Janis told ITV Wales when William gets the right care there are very few issues. Credit: Family photo

Janis says she can't undo the trauma of what William went through when he was sectioned, but she wants somebody to pay attention to how people are treated.

William's dad Matthew said: "It was deeply traumatic for all those involved. He still exhibits symptoms of PTSD.

"This is an enduring trauma that doesn't just stop when he goes into appropriate care. No matter how well he's cared for now, and he is well looked after, our trauma survives and is not entirely buried."

Describing what William's experience in the mental health unit was like, Janis said: "He was frozen. He wouldn't move. He was like a scared rabbit.

"We would take him out and he would still keep saying 'why have they done this to me? Why can't I go back? What have I done wrong?'

"He was just awful and we took him out and he would tell us stories. Obviously you have to believe what he says with care but I believe some of what he says was true.

"They were dreadful circumstances."

A Welsh Government spokesperson said: “We take the care of vulnerable people very seriously and are committed to reducing the number of people with a learning disability who are housed in a hospital setting.

“We do not agree that people are being systematically detained inappropriately in mental health units.

“When people with a learning disability are occasionally admitted to a mental health unit, it is vitally important they receive care appropriate to meet their individual needs.

"This means that they must have a care plan, which is reviewed regularly and discharge planning and options around future accommodation needs are fully considered.

“Health boards and local authorities continue to work to ensure sufficient, suitable and appropriate accommodation is provided in local communities to facilitate step-down provision for those leaving inpatient accommodation.”

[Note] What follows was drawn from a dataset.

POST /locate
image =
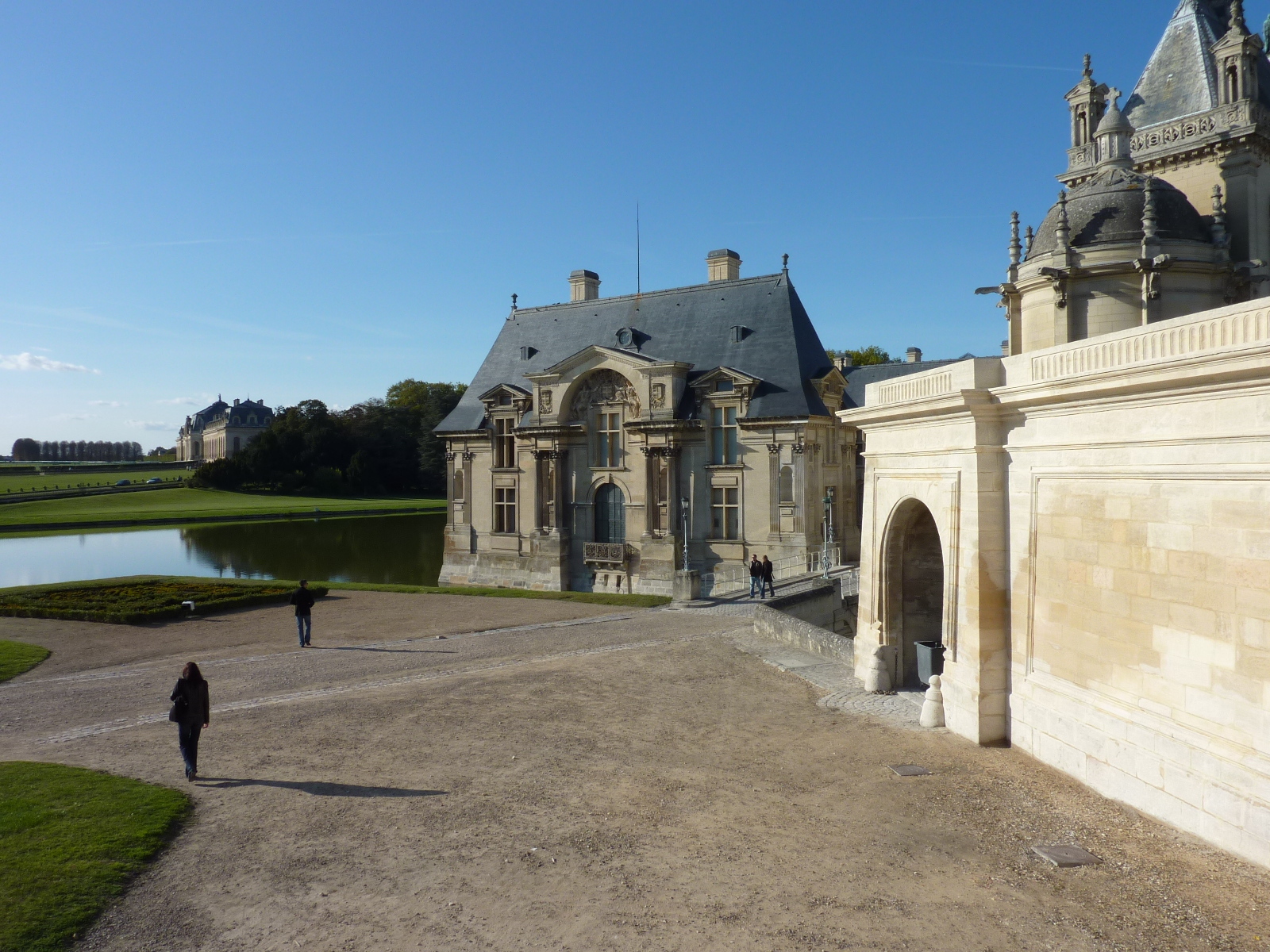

Speaking in the Senedd, Mark Isherwood, Conservative MS for North Wales and chair of the Senedd cross-party groups on autism and disability, said: "There has been a learning disability strategy in place in Wales since 2018, which seeks to ensure that autistic people or people with a learning disability who are in long-term placements are discharged and able to live their lives in the community.

"However, Learning Disability Wales states that ‘approximately 150 autistic people or people with a learning disability are known to be in a hospital setting, over two thirds for over 10 years’, although numbers don't include all people and all settings.

"We therefore need to know why such a high number are still in long-term hospital placements. I call for a statement accordingly.”

Jane Hutt MS said: "Certainly, that will be taken back, acknowledged and taken forward in terms of a response to the event."